Moments-forts, caméras embarquées, statistiques, décryptages : les contenus sont nombreux et adaptés à chaque réseau social. "Je me suis abonné à des comptes Twitter, à des spécialistes sur YouTube", confie Thibaut Le Perchec. "Ils (les comptes officiels de la F1, ndlr) donnent vraiment le contenu pour aller en profondeur, appuie Joévin Heno. Tu peux regarder à peu près tout ce que tu veux sur les choix des écuries."
Sur ces mêmes plates-formes destinées à un public plus jeune, certains acteurs ont émergé. L’émission les Pistonnés a clairement profité du "tremplin qu’a représenté Netflix" comme l’exprime l’un de ses fondateurs, Brice Germain. "Netflix nous a amené les rails, on a été la locomotive."

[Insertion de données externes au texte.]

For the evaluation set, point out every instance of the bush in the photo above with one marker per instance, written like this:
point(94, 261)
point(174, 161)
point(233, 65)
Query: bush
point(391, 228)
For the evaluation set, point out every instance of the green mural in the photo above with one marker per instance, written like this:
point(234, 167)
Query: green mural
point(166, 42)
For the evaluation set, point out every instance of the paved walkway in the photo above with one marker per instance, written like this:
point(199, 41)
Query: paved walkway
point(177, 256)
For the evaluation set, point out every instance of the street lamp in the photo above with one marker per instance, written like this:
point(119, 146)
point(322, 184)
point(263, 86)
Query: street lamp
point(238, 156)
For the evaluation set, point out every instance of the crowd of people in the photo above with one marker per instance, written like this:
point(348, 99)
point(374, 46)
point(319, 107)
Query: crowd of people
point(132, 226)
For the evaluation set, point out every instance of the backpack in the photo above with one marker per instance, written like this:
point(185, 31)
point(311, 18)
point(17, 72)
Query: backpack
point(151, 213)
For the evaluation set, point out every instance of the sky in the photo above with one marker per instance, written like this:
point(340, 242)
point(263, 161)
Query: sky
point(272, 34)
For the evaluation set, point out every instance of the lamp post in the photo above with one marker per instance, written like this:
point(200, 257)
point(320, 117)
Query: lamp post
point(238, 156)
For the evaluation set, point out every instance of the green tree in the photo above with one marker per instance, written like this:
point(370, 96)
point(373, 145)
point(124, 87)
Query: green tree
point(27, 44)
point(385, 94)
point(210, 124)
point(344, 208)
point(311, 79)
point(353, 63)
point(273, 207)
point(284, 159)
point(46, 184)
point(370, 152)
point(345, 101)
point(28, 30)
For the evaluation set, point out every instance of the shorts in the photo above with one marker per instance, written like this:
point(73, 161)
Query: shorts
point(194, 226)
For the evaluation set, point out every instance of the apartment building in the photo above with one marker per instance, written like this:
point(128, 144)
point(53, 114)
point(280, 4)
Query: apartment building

La première émission au concept assez simple, un talk-show avec quatre personnes en plateau, est diffusée deux mois après la sortie de Drive to survive. Les chiffres dépassent rapidement les espérances. "On ne pensait pas faire ces vues-là, continue Brice Germain. Sur un sport de niche on s’attendait à 10 000 vues, on a fait la première à 130 000."
Thibaut Le Perchec "regarde toutes les émissions" pour en connaître toujours davantage sur un sport relativement complexe au premier abord. "Un sport est toujours plus intéressant à regarder quand on le connaît en profondeur", affirme Joévin Heno.
Cette importance d’accompagner le téléspectateur se ressent à travers la retransmission visuelle. Que ce soit sur Canal+, détenteur des droits télévisuels depuis 2013 et jusqu’en 2022 pour un montant avoisinant les 29 millions d'euros annuels, ou sur F1 TV, la plateforme OTT (over the top) créée en février 2018, la masse d’informations disponibles à l’écran a considérablement augmenté. "Cela peut permettre au fan récemment initié de rester devant la télévision car il comprend ce qu’il regarde", explique Brice Germain.
Canal+ a ainsi battu ses records d’audience l’année passée en flirtant avec le million de téléspectateurs en moyenne par Grand Prix, soit un bond de 27% par rapport à la cuvée précédente. Les performances des Français et notamment la victoire de Pierre Gasly à Monza, n’y sont certainement pas étrangères, mais plus globalement la Formule 1 a réussi à se réinventer pour attirer et captiver un public rajeuni. "Le pari est quasiment gagné", conclut Hubert Munyazikwiye.